We used a Tobii TX300 eye tracker and the Tobii Studio software to present the stimuli, record eye movements, and analyze the gazing behavior of the participants. The fixation was defined as continuous gazing for more than 80 ms within a 1 degree of visual angle or 30 pixels. The experiment took place in a controlled environment (illumination, temperature, etc.) in the development laboratory of the Department of Maternal, Child and Adolescent Health at Tianjin Medical University.

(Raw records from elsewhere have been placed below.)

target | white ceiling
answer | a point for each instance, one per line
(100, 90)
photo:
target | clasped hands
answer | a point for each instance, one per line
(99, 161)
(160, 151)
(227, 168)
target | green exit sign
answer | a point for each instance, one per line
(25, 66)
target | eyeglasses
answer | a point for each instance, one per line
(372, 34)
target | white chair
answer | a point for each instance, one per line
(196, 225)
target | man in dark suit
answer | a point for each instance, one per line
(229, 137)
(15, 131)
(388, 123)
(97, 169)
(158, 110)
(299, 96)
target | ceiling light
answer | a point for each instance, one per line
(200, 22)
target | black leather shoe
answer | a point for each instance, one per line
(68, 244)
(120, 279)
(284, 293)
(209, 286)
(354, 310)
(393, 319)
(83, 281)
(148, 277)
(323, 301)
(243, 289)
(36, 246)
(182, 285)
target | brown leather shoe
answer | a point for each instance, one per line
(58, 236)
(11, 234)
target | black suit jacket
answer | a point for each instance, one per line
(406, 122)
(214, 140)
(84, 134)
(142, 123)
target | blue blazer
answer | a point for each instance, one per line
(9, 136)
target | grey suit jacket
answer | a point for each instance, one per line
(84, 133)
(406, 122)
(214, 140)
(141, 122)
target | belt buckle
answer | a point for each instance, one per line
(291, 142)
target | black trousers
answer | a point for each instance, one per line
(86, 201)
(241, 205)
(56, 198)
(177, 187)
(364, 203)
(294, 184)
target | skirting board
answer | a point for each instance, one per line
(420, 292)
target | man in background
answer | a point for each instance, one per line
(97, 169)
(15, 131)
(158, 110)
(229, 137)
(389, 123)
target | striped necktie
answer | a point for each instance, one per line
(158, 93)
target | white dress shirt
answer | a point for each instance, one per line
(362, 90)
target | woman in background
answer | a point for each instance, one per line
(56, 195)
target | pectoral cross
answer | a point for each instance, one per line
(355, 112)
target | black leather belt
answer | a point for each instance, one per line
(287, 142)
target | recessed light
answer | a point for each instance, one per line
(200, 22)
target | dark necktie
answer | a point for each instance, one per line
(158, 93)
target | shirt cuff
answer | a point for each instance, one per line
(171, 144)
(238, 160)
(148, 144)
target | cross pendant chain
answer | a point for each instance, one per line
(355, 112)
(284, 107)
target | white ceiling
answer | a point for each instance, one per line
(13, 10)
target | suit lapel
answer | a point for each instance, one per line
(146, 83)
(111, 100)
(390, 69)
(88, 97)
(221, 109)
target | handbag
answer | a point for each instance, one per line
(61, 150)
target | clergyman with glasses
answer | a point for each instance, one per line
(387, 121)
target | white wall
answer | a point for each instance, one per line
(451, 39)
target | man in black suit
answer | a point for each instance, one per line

Participants were instructed to look at the pictures on the monitor after completing 9-point calibration. The pictures were presented in randomized order for a duration of 5 s at a sampling rate of 120 Hz by using Tobii Studio 3.0 Eye Tracking Software. Between two trials, an image of a cartoon penguin over a white background was presented at the center of the screen for 1 s (see the flow chart in Figure 1). The subject was not required to respond when viewing the picture. For uncooperative subjects, their caregivers could stay, but they are not allowed to watch screen. For the uncooperative subjects, their caregivers could stay but are not allowed to view the screen.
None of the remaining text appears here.